Antara Murshed is a senior environmental science major.
Response to Andrew Menzer
Last week, an editorial was published discussing the eventual erasure of the middle class and the prioritization of empiricism over morality as a solution to the income inequality problem. The problem of economic inequality is one that absolutely needs to be addressed. However, properly addressing this issue is a very complex process and requires much further analysis beyond defining what wealth is and asserting that the value of a human being is solely based on what they have to offer to the free market. In America, there are always going to be certain prevailing economic issues. Popular recurring topics regarding economics that always elicit discussion during election season include immigration, job creation, taxation, poverty, and pervasive income inequality.
In last week’s editorial, the author argues that only a very small percentage of the population actually has the ability or the resources to create services or goods and it is up to that select, small group of people to create meet consumer demand to create economic prosperity for all. This description is reminiscent of the theory of trickle down economics. In theory, assigning the responsibility of the entire United States economy to a rather small and very affluent part of our population may sound like a plausible way to run things. The assumption that investing more capital among the wealthy and the elite will result in more jobs for those with lower income and benefits for society as a whole is a well intentioned assumption. However, there is a considerable amount of evidence that this economic approach does not effectively address the issue of income inequality. The International Monetary Fund, a finance organization which surveilles global economies, published a report in June of this year which states that “increasing the income share of the poor and the middle class actually increases growth while a rising income share of the top 20 percent results in lower growth—that is, when the rich get richer, benefits do not trickle down.” Therefore, designating investments among a small, wealthy percent of the population is not an effective way to amend income inequality. This approach seems to fight income inequality, by creating more income inequality, which does not seem entirely productive if our goals are the same.

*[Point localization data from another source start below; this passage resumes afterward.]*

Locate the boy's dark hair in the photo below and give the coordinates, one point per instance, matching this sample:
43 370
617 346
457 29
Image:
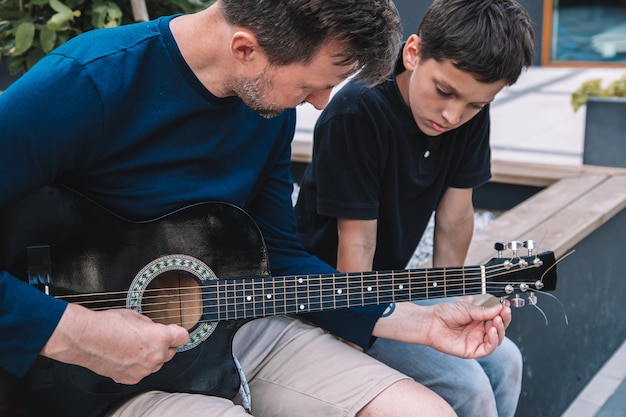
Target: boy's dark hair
492 39
292 31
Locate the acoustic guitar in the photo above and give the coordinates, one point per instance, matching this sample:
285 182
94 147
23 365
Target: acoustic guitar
204 267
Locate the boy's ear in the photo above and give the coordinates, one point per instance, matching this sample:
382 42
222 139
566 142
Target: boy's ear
410 53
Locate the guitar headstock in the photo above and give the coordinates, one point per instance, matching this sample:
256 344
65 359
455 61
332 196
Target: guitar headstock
517 274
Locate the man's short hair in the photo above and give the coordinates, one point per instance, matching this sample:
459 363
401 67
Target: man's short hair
291 31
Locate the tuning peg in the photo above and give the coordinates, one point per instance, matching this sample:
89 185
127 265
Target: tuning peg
530 245
518 302
499 246
515 246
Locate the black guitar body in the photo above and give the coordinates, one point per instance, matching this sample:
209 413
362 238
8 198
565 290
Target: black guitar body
104 249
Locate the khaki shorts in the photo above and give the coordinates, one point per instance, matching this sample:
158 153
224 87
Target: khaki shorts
292 369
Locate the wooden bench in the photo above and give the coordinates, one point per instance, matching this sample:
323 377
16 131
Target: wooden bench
576 201
580 208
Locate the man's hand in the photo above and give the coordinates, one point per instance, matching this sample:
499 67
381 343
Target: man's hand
457 328
121 344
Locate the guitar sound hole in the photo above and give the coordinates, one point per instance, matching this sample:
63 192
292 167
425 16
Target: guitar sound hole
173 297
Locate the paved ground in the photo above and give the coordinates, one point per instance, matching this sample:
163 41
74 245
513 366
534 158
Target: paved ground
533 121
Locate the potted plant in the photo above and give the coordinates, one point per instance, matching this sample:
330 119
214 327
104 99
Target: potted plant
31 28
605 124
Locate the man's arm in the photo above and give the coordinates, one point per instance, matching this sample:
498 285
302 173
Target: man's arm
459 328
454 227
88 338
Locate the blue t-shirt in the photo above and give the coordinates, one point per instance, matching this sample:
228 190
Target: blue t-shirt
118 115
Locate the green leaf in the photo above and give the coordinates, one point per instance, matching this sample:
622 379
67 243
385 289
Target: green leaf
24 35
59 21
47 38
59 7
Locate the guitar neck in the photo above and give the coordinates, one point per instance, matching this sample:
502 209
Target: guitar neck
246 298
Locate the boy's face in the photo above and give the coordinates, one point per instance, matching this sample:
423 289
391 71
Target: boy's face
441 96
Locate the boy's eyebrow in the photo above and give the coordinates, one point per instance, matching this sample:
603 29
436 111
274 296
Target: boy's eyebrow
451 90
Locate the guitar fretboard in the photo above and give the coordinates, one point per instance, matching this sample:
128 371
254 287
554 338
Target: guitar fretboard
245 298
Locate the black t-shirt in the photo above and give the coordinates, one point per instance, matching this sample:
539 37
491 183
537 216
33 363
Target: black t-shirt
371 161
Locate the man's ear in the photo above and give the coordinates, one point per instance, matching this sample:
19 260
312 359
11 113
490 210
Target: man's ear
410 53
244 46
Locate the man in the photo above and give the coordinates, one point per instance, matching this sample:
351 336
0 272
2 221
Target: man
385 158
146 119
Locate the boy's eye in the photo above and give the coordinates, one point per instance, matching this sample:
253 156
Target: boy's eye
443 93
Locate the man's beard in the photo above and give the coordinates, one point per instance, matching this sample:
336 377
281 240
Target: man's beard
252 94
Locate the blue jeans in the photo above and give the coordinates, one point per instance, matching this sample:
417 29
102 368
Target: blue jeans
486 387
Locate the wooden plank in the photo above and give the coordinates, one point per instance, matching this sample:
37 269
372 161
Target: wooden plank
583 216
521 222
542 174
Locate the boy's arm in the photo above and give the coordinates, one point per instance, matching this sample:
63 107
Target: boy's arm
454 227
356 244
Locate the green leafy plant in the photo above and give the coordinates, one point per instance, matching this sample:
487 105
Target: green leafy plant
29 29
593 88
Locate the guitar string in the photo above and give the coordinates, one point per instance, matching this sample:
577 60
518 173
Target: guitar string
376 277
241 310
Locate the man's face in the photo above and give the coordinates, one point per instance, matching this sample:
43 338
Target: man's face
443 97
278 88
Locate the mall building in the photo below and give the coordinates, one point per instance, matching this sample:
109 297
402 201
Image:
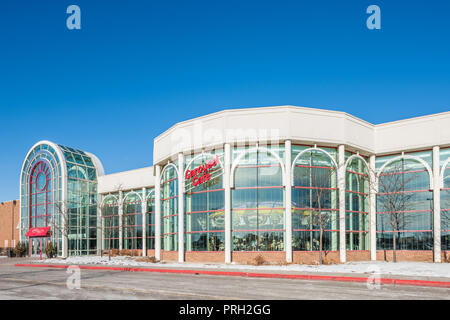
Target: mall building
280 182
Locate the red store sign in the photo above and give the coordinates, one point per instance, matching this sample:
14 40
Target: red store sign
203 170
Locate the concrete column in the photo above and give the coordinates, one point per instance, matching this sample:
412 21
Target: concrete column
288 201
180 208
158 212
120 220
373 186
226 185
144 223
436 205
341 187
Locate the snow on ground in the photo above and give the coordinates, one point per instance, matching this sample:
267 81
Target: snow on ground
423 269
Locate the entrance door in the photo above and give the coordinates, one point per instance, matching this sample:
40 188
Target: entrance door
36 246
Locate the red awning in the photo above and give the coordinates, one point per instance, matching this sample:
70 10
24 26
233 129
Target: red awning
38 232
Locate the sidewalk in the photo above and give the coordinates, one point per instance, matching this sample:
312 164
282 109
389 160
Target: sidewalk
258 272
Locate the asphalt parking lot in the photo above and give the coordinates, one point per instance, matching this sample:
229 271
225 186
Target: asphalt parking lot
47 283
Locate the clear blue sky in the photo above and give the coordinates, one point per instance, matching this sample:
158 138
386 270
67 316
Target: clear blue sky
138 67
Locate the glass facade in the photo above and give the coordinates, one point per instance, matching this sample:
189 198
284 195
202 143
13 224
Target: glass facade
111 225
204 203
58 180
314 200
257 202
150 212
81 202
357 205
47 171
132 220
405 206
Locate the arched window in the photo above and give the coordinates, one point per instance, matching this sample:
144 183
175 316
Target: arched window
258 203
357 205
150 211
169 208
41 202
205 216
41 191
110 212
132 220
404 206
314 202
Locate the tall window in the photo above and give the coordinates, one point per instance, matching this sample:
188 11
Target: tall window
41 193
41 204
169 209
258 203
315 203
111 222
445 203
357 205
404 207
132 221
205 216
150 219
82 202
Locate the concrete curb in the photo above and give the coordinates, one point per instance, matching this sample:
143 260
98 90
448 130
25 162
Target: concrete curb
422 283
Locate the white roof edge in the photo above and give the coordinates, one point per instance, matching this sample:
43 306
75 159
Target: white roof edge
413 119
286 107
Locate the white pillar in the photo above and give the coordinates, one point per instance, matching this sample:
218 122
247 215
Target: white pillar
158 212
341 187
288 201
144 223
180 208
226 186
436 205
372 208
120 220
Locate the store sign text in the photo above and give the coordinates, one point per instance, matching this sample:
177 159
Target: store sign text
203 170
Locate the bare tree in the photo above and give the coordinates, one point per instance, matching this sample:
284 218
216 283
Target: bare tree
393 199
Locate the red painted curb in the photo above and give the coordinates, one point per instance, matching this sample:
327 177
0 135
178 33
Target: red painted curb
426 283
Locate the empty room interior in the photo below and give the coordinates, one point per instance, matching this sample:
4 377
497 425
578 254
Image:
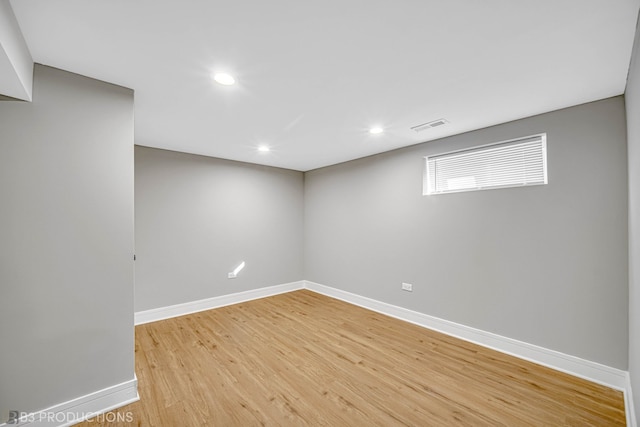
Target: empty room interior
331 213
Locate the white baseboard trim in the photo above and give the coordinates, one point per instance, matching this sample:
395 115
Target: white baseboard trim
582 368
628 403
81 408
162 313
592 371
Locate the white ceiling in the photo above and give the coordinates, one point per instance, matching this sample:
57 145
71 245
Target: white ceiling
313 76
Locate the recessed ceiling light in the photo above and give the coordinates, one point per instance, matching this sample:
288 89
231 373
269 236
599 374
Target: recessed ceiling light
224 79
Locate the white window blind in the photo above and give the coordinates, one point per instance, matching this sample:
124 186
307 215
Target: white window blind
514 163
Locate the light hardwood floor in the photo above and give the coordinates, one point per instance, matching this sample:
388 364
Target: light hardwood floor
303 359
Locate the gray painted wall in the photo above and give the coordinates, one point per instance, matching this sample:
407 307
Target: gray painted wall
632 98
198 217
66 241
546 265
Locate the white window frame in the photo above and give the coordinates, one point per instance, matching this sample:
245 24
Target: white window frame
468 183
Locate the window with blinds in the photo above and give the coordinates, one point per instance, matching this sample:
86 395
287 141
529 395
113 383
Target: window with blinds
513 163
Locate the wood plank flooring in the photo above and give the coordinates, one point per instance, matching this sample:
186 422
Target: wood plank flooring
303 359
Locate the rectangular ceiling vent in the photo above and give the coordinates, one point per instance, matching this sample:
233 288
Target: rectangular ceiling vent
429 125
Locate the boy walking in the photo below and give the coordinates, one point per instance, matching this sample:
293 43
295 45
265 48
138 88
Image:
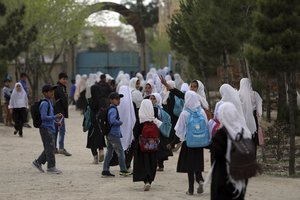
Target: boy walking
47 130
113 138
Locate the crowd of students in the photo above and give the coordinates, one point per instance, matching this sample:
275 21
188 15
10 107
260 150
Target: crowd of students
131 103
141 99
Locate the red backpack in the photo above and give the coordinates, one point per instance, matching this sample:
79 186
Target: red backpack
149 139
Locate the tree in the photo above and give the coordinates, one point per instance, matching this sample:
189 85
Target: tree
275 45
15 37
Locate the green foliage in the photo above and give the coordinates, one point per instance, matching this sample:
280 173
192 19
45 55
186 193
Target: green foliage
160 47
15 37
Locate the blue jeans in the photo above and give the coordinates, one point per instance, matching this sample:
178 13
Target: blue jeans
48 142
62 131
114 144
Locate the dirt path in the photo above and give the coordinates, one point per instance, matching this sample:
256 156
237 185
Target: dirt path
82 180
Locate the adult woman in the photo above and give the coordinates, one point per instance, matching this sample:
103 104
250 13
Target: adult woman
18 104
223 186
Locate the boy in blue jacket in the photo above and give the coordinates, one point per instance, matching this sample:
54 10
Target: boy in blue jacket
47 130
113 138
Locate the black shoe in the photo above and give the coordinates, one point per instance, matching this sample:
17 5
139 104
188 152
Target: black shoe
107 174
38 166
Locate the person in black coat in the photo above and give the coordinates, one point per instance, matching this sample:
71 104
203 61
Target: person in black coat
61 106
223 186
144 163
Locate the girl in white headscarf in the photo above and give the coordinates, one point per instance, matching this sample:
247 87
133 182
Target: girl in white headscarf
163 152
80 91
127 116
137 96
145 164
18 104
190 160
178 81
223 186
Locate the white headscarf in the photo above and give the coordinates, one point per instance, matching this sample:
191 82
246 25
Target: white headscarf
18 99
146 113
137 96
90 81
123 81
191 102
230 118
229 94
245 94
165 93
158 99
201 92
184 88
127 116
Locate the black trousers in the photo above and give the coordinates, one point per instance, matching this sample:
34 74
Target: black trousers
49 148
19 117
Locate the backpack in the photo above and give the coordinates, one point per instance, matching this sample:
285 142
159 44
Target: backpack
36 113
197 134
149 139
242 163
178 106
103 118
166 125
86 124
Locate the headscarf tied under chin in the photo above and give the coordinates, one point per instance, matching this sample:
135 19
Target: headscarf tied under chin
245 94
230 118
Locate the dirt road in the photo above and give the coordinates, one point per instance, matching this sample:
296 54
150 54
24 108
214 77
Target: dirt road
82 180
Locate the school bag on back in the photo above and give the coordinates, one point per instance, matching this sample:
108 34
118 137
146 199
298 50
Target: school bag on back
197 134
149 139
242 163
166 125
36 113
86 124
178 106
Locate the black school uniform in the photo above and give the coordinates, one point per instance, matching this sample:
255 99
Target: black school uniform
221 188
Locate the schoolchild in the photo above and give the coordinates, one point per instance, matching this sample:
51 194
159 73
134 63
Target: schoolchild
223 186
191 160
47 130
163 152
114 138
144 163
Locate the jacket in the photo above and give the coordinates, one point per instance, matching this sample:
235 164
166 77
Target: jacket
61 100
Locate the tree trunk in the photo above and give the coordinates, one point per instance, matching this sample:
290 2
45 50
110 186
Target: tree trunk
268 100
281 104
292 102
226 74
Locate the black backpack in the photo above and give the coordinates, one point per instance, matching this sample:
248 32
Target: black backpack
103 118
36 113
243 163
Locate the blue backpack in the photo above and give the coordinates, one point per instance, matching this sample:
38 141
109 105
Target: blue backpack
166 126
86 124
178 106
197 134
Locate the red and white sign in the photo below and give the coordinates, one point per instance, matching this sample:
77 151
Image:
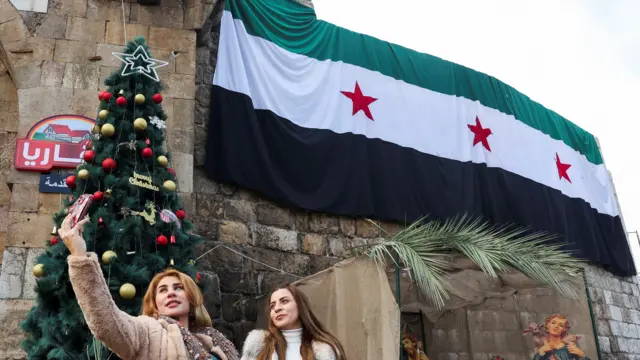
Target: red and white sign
55 142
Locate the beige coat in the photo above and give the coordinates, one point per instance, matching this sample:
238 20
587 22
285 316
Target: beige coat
130 337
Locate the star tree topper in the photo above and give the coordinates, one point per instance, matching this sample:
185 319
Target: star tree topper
140 62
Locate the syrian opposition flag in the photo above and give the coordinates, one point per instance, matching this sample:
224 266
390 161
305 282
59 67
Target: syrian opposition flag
326 119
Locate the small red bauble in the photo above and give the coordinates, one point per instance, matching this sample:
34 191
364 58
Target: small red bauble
71 181
109 164
162 240
89 155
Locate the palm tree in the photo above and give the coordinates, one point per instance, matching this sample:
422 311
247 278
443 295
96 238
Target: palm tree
426 247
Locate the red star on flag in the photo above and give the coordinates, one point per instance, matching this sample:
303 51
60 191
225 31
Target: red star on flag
562 169
360 102
480 134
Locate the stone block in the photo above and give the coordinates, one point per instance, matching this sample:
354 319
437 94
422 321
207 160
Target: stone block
183 165
24 197
115 33
274 238
183 112
28 229
12 313
29 290
236 233
231 310
52 74
297 264
13 30
12 273
77 52
180 86
53 26
270 214
36 104
107 10
69 7
324 224
27 75
168 17
84 102
83 29
239 210
42 50
172 39
81 76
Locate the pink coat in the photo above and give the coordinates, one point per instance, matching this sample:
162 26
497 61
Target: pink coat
130 337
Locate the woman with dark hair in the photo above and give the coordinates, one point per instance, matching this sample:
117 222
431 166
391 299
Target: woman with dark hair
294 332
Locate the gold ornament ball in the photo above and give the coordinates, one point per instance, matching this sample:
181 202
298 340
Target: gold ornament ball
140 124
108 130
38 270
139 99
83 174
169 185
103 114
108 256
162 160
127 291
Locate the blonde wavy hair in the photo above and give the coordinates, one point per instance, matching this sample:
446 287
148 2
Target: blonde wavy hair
198 315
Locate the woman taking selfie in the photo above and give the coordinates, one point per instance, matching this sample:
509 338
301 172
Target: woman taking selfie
294 332
174 323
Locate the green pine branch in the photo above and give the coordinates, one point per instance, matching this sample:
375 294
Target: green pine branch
425 246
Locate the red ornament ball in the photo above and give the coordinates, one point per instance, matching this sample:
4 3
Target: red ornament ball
89 155
109 164
162 240
71 181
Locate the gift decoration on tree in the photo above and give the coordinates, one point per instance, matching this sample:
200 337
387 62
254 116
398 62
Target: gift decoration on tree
128 189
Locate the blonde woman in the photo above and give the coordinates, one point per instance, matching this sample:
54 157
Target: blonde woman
174 324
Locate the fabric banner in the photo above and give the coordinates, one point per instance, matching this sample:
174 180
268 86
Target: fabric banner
320 117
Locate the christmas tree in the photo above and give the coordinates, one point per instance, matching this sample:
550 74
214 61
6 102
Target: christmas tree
137 226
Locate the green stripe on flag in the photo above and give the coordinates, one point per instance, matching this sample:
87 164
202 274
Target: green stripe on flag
295 28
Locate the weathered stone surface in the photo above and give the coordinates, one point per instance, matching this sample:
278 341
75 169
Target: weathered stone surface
27 75
274 238
24 197
172 39
115 32
324 224
236 233
52 73
83 29
12 313
12 273
28 229
77 52
28 291
270 214
83 76
314 244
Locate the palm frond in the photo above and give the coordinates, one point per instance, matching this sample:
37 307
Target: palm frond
424 245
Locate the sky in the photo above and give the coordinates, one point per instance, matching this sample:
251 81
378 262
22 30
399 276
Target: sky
580 58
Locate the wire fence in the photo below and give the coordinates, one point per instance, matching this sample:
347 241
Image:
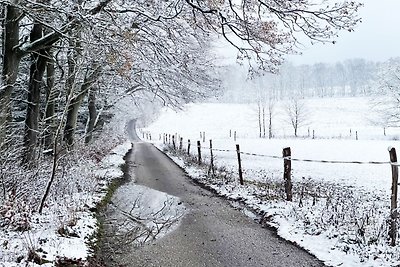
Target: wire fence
178 144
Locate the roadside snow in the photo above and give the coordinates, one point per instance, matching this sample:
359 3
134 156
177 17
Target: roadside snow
342 218
63 230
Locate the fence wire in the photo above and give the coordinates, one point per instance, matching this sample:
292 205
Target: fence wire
194 144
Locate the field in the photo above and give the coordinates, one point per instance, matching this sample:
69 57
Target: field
340 210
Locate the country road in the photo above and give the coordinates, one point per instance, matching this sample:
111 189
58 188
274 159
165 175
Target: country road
211 232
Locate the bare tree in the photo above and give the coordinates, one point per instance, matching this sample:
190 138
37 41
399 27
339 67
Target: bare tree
297 113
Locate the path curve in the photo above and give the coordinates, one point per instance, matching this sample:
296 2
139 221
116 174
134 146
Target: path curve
212 232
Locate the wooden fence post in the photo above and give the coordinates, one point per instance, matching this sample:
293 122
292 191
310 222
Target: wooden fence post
287 169
212 159
393 199
199 152
240 164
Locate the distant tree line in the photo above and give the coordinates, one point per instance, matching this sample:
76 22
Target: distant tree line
353 77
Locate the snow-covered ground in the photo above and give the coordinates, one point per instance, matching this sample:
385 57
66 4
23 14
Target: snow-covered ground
65 233
340 211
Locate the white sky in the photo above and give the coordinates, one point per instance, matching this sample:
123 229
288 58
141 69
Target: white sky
376 38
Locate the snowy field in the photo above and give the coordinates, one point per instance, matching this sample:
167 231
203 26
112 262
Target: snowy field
347 226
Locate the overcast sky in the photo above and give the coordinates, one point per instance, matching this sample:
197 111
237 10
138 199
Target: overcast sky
376 38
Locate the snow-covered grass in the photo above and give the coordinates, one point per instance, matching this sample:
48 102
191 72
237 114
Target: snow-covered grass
340 212
62 234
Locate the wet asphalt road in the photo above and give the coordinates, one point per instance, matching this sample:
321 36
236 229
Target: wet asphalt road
212 232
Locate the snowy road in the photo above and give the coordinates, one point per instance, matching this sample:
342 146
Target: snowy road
211 233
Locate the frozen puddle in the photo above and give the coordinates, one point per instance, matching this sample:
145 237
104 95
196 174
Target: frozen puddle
138 214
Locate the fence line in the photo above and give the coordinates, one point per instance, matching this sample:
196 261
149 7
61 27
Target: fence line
287 158
305 160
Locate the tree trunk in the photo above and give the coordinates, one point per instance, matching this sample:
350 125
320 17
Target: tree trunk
72 113
92 116
37 69
11 61
72 118
263 120
259 118
51 95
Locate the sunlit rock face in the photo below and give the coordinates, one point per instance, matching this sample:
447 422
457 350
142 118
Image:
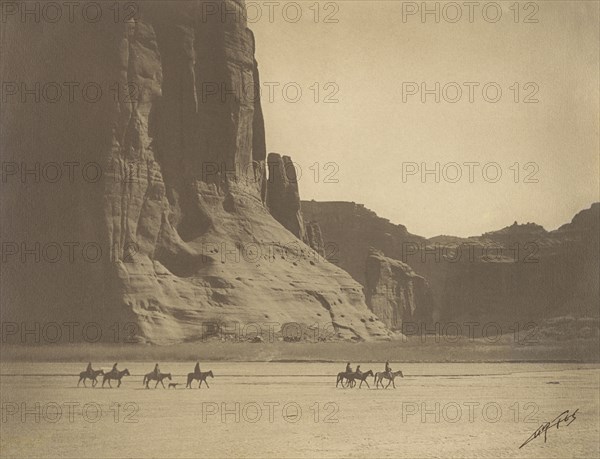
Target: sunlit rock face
521 273
395 293
180 208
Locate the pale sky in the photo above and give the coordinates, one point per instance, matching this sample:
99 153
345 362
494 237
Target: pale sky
370 132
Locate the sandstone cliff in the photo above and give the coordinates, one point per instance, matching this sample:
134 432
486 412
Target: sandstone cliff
394 292
520 273
179 210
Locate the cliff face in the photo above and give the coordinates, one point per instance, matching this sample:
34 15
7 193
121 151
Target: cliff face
179 209
351 230
394 292
283 197
520 273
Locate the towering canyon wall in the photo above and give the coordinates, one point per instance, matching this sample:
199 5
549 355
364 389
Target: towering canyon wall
178 210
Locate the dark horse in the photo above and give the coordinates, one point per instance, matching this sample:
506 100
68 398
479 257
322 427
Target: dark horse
341 376
352 377
199 377
362 377
114 374
159 379
390 376
85 375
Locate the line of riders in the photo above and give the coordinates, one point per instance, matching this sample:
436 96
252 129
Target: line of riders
154 375
348 377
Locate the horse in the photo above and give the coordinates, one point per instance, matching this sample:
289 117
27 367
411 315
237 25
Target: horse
389 376
199 377
362 377
153 377
85 375
341 376
114 374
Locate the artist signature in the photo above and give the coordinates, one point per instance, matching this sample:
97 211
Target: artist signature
565 417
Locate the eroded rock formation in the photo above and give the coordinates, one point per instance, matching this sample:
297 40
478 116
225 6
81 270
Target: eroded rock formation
521 273
179 210
283 197
395 293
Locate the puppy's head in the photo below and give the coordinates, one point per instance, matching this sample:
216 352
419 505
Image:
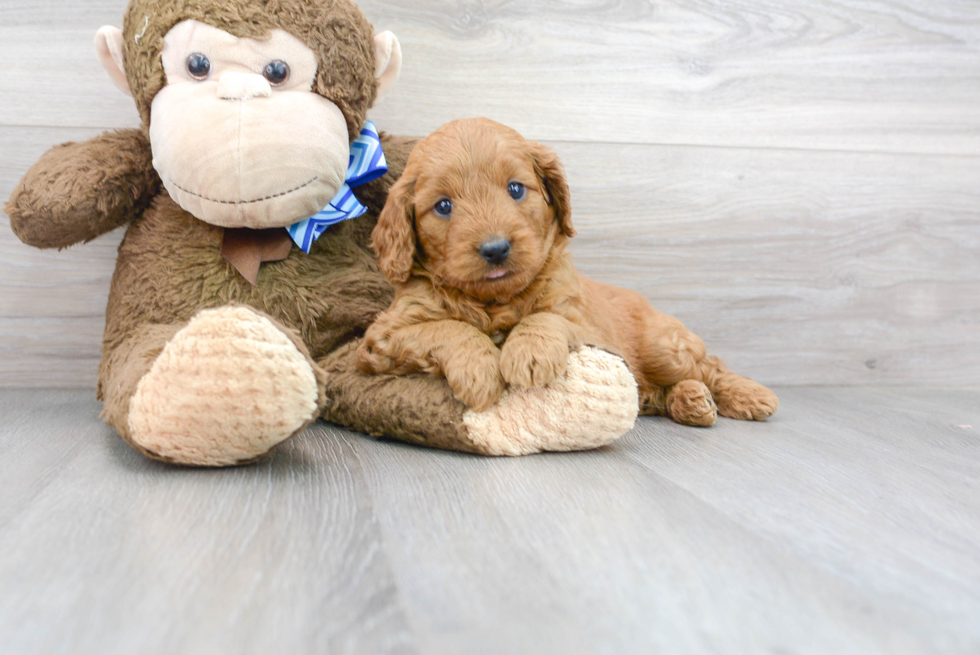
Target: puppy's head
479 207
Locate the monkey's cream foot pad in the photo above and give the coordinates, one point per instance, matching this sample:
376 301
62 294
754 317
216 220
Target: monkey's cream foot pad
593 405
226 389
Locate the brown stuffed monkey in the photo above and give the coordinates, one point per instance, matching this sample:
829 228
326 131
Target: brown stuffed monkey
223 338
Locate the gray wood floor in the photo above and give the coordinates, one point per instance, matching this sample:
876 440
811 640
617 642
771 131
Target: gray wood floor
796 181
850 523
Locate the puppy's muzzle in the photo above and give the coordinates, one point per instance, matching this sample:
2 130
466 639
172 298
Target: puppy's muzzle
495 251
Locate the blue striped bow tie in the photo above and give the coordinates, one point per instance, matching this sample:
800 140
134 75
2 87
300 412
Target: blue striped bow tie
367 163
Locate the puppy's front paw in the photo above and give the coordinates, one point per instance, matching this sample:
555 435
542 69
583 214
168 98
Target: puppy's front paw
533 360
476 380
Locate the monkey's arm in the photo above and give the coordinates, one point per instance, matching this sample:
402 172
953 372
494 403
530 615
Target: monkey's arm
79 191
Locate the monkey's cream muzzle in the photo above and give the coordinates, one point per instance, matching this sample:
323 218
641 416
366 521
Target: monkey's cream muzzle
235 151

When one makes the argument that only the wealthiest one percent of the population is able to perform in professions that are considered valuable to the economy and that the remaining 99 percent of people inherently lack the ability to perform in those professions, then there is an assumption that needs to be addressed. Classifying people in this manner implies that people do not have value outside of what they can offer to the free market. The author from last week suggested that journalists and bloggers who turn dialogue towards the poor and find blame in corporate America should be ignored. The author goes on to explain that they should be ignored because the work of the journalists and bloggers are not valued enough by the free market, and if they were valued more they would not have so much issue with corporations, which are valued by the free market. The author asserts that morality should be set aside for empiricism, in the sphere of economics.
Empiricism is a very important aspect of acquiring knowledge from experimental science, but to use empiricism as a replacement for morality does not seem like an equivalent replacement. Why is empirical evidence considered mutually exclusive of a moral derived analysis on the same issue? It is possible to be scientific about an issue and still maintain a human perspective on a topic. Economic issues like income inequality, widely affect all members of our nation’s population. Because economic issues affect everyone, they cannot solely be solved by societally isolated, incredibly wealthy people who only think about how the free market will respond to socio-economic issues that affect the livelihoods of millions of people. That is simply not realistic. Economics is the science concerned with the production, consumption, and transfer of wealth. This means that there are real people who are involved with the processes of producing, consuming, and transferring wealth. And all of these people have different ideas about what is considered to be right and wrong about economic processes, from moral and empirical standpoints. Saying that morality does not belong in a science that was created solely from the interactions of wealth between human beings is a very wrong oversimplification of the issue.